Parents of Pret allergy victim say supermarket labelling ‘not good enough’

The parents of a girl killed by an allergic reaction to a shop-bought sandwich have expressed their anger after an investigation found some supermarket bakeries failed to adequately warn customers of allergen risks.

Natasha Ednan-Laperouse died in 2016 following an allergic reaction to sesame in a baguette from Pret a Manger. The ingredient was not listed on the label.

Her parents, Nadim and Tanya Ednan-Laperouse, told BBC Watchdog that its investigation into in-store bakeries at supermarkets had revealed a “shambles” and made them “really angry”.

Mr Ednan-Laperouse said: “If that’s the experience people have to go through when shopping, it makes you feel like a second-class citizen.

“It’s just not safe. It’s not good enough.”

Natasha Ednan-Laperouse
Natasha Ednan-Laperouse, from Fulham, died after eating a sandwich containing sesame (Family handout/PA)

The BBC Watchdog Live investigation found that in shops run by three of the UK’s major supermarket chains, staff gave unclear allergen information on in-store bakery products.

The programme found Sainsbury’s did not list any of the 14 major allergens on any of its in-store bakery goods, but had advice printed on packaging to “ask a bakery colleague”.

In one store, a Watchdog undercover journalist asked if its raisin whirls were free of nuts. The member of staff advised they were nut-free, but later found product information which listed almonds in the ingredients.

At Asda, in-store bakery packaging and shelf labels did not list specific allergen ingredients, but carried general advice that products sold ‘may contain nuts, seeds and other allergens’.

But in one Asda store, staff said selected bakery products did not contain sesame as an ingredient, but sesame was listed as a product ingredient on the chain’s website.

Tesco listed major allergens on most in-store bakery products, except for unwrapped loose bread rolls, paninis and pastries in some stores, and at one branch, a senior staff member was unable to locate any ingredients information for an un-packaged panini

Following the investigation, Sainsbury’s said in a statement: “Customer safety is our priority and we are updating our labels to include more specific allergen information.”

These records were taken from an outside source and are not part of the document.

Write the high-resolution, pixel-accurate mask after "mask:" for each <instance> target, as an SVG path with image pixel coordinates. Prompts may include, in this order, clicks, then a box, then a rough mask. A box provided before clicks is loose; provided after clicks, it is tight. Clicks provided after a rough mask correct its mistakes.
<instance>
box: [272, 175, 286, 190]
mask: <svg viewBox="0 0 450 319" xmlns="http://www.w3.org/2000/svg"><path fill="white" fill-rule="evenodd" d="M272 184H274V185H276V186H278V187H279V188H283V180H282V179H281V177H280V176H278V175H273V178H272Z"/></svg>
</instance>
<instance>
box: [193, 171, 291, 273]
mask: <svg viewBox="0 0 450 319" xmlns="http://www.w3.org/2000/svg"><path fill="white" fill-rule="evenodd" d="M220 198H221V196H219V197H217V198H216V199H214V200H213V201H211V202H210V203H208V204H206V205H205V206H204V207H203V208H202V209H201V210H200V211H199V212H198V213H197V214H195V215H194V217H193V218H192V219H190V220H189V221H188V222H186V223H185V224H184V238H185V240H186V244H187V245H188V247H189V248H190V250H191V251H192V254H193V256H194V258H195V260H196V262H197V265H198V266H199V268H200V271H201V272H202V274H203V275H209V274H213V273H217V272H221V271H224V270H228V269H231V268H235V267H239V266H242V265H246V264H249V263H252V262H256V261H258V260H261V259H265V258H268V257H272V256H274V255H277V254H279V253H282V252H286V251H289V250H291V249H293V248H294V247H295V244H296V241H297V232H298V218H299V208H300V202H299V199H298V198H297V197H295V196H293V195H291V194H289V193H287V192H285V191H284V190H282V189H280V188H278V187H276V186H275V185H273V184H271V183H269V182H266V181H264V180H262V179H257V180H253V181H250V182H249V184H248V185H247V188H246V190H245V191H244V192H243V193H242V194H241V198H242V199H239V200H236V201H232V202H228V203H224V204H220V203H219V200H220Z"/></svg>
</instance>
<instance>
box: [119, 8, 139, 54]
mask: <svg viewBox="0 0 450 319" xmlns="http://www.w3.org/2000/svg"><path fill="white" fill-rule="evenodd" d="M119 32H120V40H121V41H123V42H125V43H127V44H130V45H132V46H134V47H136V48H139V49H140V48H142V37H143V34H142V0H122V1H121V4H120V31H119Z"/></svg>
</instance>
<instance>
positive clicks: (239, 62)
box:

Tesco said it will make changes to their allergen rules.

In a statement to the BBC, Tesco said: “In light of the Watchdog investigation we have reminded all staff about the importance of allergens and how to ensure customers are given the correct information. Additional and more prominent signage has also been provided to our stores to encourage customers to speak to staff.

“We are currently reviewing how allergy information is displayed moving forward and we would be keen to input into any proposed reforms to labelling laws.”

Asda said they will also be reviewing allergen information in their in-store bakeries, adding: “We take our responsibilities as a retailer incredibly seriously and are committed to doing the right thing for our customers.

“Our in-store bakeries feature clear signage on the potential for allergens in our products and our bakery products themselves are labelled to warn of the potential presence of nuts, seeds and other allergens.

“In addition, our bakery colleagues are trained to provide allergen information to customers and, like Watchdog, we carry out our own in-store checks on allergen information to ensure we’re doing the right thing.

“We have been working on improvements to the clarity of allergen information on our website and are also working to implement detailed allergen labels on our in-store bakery products.”

The full report will be shown on BBC Watchdog Live at 8pm on Wednesday.